Reproducibility is one of the most important things when doing research activity. Here is a simple example in d3rlpy.

import d3rlpy
import gym

# set random seeds in random module, numpy module and PyTorch module.
d3rlpy.seed(313)

# set environment seed
env = gym.make('Hopper-v2')
d3rlpy.envs.seed_env(env, 313)

Learning from image observation

d3rlpy supports both vector observations and image observations. There are several things you need to care about if you want to train RL agents from image observations.

import d3rlpy

# observation MUST be uint8 array, and the channel-first images
observations = np.random.randint(256, size=(100000, 1, 84, 84), dtype=np.uint8)
actions = np.random.randomint(4, size=100000)
rewards = np.random.random(100000)
terminals = np.random.randint(2, size=100000)
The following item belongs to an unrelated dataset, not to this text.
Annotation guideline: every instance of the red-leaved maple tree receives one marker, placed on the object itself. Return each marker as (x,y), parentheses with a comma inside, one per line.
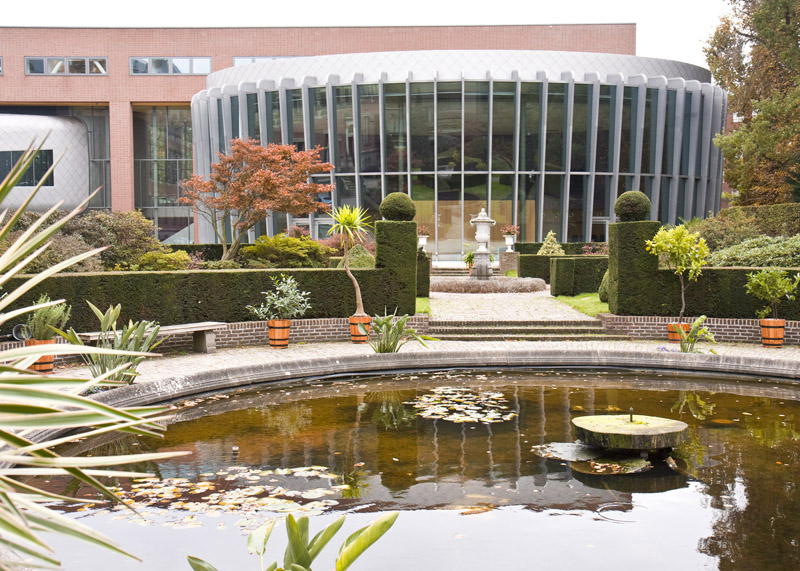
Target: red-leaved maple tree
(242,186)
dataset = d3rlpy.dataset.MDPDataset(
    observations=observations,
    actions=actions,
    rewards=rewards,
    terminals=terminals,
    # stack last 4 frames (stacked shape is [4, 84, 84])
    transition_picker=d3rlpy.dataset.FrameStackTransitionPicker(n_frames=4),
)

dqn = DQNConfig(
    observation_scaler=d3rlpy.preprocessing.PixelObservationScaler(),  # pixels are devided by 255
).create()

Improve performance beyond the original paper

d3rlpy provides many options that you can use to improve performance potentially beyond the original paper. All the options are powerful, but the best combinations and hyperparameters are always dependent on the tasks.

import d3rlpy

# use batch normalization
# this seems to improve performance with discrete action-spaces
encoder = d3rlpy.models.DefaultEncoderFactory(use_batch_norm=True)
# use distributional Q function leading to robust improvement
q_func = d3rlpy.models.QRQFunctionFactory()
dqn = d3rlpy.algos.DQNConfig(
    encoder_factory=encoder,
    q_func_factory=q_func,
).create()

# use dropout
# this could dramatically improve performance
encoder = d3rlpy.models.DefaultEncoderFactory(dropout_rate=0.2)
sac = d3rlpy.algos.SACConfig(actor_encoder_factory=encoder).create()

# multi-step transition sampling
transition_picker = d3rlpy.dataset.MultiStepTransitionPicker(
    n_steps=3,
    gamma=0.99,
)
# replay buffer for experience replay
buffer = d3rlpy.dataset.create_fifo_replay_buffer(
    limit=100000,
    env=env,
    transition_picker=transition_picker,
)